You (and all of your friends) are buying an insane amount of DLC

The digital marketplace has spoken. Electronics Art revealed this week that it made serious green last year in selling downloadable content – $1.3 billion (about £915 million, AU$1.7 billion), to be exact.

“We’ve been the leader in driving digital content for games,” said EA Chief Financial Officer Blake Jorgensen during a Morgan Stanley investors conference. “Almost a little more than 50% of our business is delivered digitally, and that’s been growing dramatically over time.”

Jorgensen pointed out that, of the $1.3 billion EA made in selling DLC, about half of it was just in Ultimate Team sales. In short, it’s a fantasy-style draft system that allows players to buy and sell athletes in the company’s FIFA, Madden, and NHL games.

When it comes to Ultimate Team’s success, Jorgensen believes it to be a matter of “classic human nature.”

“People like to collect. They like to trade things,” he said. “They like to build great teams to compete, and they will typically pay money to beat their friends.”

The other half of EA’s DLC business is comprised of map packs, cosmetics, preorder incentives and other add-ons often bundled into “season passes,” but that only makes up a portion of the company’s digital business.

Approximately $300 to $400 million were also raked in by EA last year for subscription services, like Xbox One’s EA Access. But wait, there’s more: an estimated $650 million was made in mobile sales – Jorgensen credits those to recognizable franchises, like The Sims, that stand out in the App Store and elsewhere.

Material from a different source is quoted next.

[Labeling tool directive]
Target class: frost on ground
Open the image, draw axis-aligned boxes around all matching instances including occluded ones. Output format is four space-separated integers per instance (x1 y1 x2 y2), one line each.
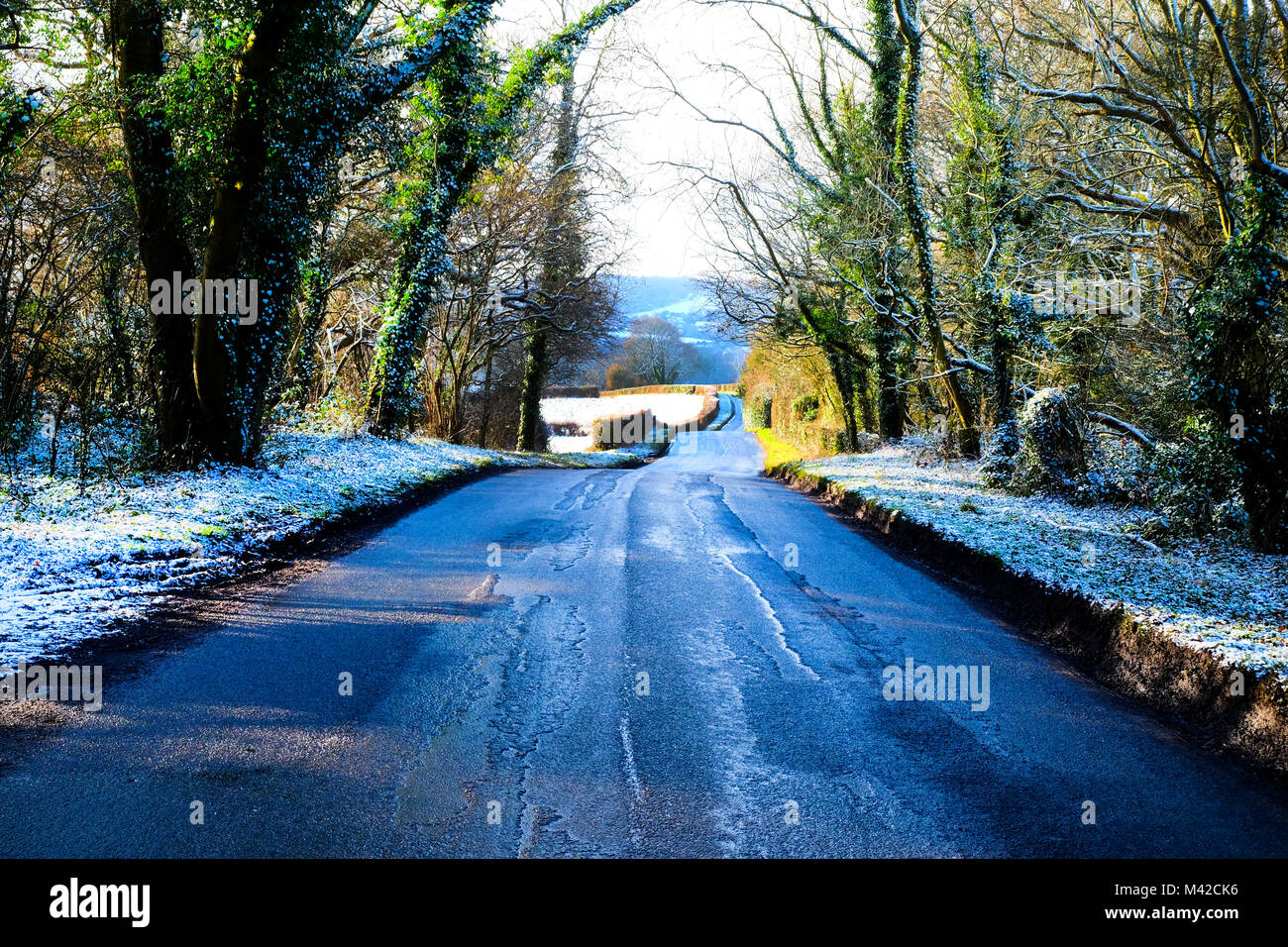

The numbers are impressive but not too surprising, with non-EA games, like Hitman and Street Fighter V, relying heavily on digital content. Games like Fallout 4 and EA’s own Star Wars: Battlefront offer season passes that cost nearly as much as the original game.

Since discs still make up a large portion of game sales, Jorgensen explains that EA still plans on working extensively with retailers. But don’t be surprised if the past financial year’s results entice the company to embrace digital more than ever, much less the gaming world at large.